Old friend Dave Green, former legendary landlord of the Slubbers Arms and now a public house historian, has added the final touches. His research is extensive but here are the highlights.
Folly Hall got its name thanks to an 18th century merchant and property owner called Marmaduke Hebden. He built a grand building at the bottom of Chapel Hill, when the area was still relatively undeveloped. It was described at the time as more like a hall and abutted the road to Lockwood. People looked upon it as a folly and when the district was adopted that became its name.
This was at the time when Huddersfield still had public stocks in The Shambles and, according to church records, the good people of Slaithwaite bought wood to build a cuck stool and a whipping post. A cucking stool, which dipped the occupants in water, was used to punish disorderly women and dishonest tradesmen.
The building that became The Changing Lights started in 1810 as a brewery and a pub called The Leadboilers. It was in a promising location because Huddersfield had ambitions to rival Harrogate and in 1827 built Lockwood Spa baths backing onto the river off Albert Street and the Bath Hotel on Lockwood Road. The two were linked by gardens, there was a rustic bridge over the river, and the hotel had a small zoo and a bandstand.
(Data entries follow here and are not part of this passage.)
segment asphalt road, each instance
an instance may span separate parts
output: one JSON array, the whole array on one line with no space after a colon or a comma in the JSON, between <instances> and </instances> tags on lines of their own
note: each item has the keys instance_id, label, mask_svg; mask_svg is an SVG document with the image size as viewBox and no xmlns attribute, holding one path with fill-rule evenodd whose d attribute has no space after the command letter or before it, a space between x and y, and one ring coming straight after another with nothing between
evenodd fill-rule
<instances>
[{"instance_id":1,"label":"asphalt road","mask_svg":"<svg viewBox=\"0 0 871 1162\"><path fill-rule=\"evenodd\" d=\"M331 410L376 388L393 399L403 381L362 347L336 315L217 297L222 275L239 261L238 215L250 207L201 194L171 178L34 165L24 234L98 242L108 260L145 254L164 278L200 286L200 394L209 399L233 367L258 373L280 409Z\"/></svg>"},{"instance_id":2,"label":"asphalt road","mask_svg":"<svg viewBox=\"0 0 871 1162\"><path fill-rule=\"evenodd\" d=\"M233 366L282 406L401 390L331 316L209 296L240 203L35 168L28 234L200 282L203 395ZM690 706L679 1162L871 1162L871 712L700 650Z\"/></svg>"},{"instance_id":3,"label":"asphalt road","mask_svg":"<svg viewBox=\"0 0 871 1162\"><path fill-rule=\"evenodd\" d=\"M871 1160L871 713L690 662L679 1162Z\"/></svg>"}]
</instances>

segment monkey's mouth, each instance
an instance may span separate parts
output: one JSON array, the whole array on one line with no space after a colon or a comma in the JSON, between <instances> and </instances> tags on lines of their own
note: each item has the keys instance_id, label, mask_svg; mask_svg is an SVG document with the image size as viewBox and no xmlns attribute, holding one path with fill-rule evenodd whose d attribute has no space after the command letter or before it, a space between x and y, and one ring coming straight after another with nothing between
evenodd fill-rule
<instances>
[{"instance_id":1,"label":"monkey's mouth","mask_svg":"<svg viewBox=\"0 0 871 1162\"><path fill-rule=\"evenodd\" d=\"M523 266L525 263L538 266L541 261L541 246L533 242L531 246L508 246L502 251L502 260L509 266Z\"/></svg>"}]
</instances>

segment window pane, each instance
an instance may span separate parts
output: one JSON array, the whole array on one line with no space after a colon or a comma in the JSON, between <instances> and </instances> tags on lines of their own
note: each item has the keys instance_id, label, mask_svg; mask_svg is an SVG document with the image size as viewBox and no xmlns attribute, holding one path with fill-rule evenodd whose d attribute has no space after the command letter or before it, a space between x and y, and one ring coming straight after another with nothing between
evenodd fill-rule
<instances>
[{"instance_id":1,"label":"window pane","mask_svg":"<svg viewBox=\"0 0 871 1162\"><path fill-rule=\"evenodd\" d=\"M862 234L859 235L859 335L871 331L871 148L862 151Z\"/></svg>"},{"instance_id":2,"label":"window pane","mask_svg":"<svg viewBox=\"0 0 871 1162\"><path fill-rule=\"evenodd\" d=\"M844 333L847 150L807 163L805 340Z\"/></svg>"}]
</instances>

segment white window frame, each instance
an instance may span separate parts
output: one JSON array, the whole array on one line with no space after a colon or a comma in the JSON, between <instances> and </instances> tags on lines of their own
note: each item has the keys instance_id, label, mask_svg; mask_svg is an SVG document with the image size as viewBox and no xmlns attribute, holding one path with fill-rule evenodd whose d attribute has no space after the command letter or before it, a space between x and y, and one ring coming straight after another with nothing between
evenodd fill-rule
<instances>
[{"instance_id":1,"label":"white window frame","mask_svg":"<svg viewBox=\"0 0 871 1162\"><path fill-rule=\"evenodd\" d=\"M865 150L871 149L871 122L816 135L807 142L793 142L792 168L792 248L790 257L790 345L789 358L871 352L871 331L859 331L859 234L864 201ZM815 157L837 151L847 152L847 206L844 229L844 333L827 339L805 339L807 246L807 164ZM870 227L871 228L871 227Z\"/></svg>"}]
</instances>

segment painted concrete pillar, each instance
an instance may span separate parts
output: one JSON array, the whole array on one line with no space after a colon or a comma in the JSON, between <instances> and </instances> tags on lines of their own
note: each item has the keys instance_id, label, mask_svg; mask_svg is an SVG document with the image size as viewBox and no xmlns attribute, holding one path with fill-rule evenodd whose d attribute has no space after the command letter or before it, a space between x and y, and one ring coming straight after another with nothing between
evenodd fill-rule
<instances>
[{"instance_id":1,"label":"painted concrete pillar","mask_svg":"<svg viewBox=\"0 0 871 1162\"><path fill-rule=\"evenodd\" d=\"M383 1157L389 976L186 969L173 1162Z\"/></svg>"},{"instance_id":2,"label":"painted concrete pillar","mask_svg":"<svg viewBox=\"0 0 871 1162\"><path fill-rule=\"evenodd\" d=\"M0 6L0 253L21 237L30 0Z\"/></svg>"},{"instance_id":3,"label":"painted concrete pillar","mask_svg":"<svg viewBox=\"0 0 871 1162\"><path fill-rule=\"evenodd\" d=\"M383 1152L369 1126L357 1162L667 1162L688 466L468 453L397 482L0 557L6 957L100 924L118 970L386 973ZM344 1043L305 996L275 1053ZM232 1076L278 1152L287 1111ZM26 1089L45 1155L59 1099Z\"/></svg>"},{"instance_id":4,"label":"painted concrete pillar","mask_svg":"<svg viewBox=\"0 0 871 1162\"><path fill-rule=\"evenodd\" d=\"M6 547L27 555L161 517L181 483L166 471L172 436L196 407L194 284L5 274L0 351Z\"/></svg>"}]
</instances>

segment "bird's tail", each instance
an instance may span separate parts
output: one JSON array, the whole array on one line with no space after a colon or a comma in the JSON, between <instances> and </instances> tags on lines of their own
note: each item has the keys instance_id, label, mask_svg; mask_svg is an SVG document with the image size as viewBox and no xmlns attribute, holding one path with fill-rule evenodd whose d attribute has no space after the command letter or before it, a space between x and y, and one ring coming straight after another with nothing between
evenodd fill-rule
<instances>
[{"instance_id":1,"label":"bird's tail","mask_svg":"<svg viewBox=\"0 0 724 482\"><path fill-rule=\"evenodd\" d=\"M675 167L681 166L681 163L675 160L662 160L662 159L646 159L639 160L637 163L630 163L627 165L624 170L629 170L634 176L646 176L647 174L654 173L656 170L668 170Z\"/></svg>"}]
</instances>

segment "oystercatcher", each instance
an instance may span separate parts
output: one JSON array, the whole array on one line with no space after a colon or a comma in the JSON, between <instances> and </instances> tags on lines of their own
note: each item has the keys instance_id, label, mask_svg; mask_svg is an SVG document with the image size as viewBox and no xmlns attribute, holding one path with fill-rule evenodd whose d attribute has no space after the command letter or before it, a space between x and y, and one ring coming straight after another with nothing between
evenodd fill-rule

It was still a rural area and for a time it attracted carriages and trade.
The Bath Hotel building on Lockwood Road remains, with imposing steps and coaching arch, opposite the Kwik Fit garage.
When the brewery closed in 1833, the pub was bought by William Smith, who had been licensee of the Bath Hotel. Perhaps he realised Lockwood was never meant to be as genteel as Harrogate and moved closer to town to improve business potential.
He created a wine and spirit store on the adjacent site of a former foundry and sold everything from champagne to ale. A quart of gin was three shilling (15p) and a dozen pint bottles of stout were 4s (20p). He certainly left his mark on the place and the pub was known as Smith’s Vaults for 64 years.
The business was sold by auction in 1890. It had vaults, smoke room, a coach house and stable for two horses, outbuildings on the ground floor, an extensive cellar and, on the first floor, commercial offices and store rooms as well as living quarters and three bedrooms. It came with an adjoining 429 square yard plot of land and was bought for £3,000 by the Farnley Tyas Brewing Company.
Bentley’s Yorkshire Breweries took it over in 1900 and changed its name eight years later to The Old Yorkshire Hotel. Bentley’s sold it to Whitbread in the 1960s. It closed in 1977 and reopened as The Changing Lights in 1981.
The pub was popular and upstairs and the building next door were converted into a night club. Club names came and went: Blueberry’s and Fever. Part was converted into an Asian restaurant. A gentleman’s club opened and closed.
A fire in 2012 caused the premises closure.
It broke out in the Mystique Gentleman’s Club upstairs and the Chutney Mahal restaurant downstairs suffered severe water damage.
“Both were part of the former Changing Lights premises,” says Dave. “A far cry from the original Leadboilers or the Old Yorkshire Hotel.”
Caption: The original Vaults that became the Changing Lights.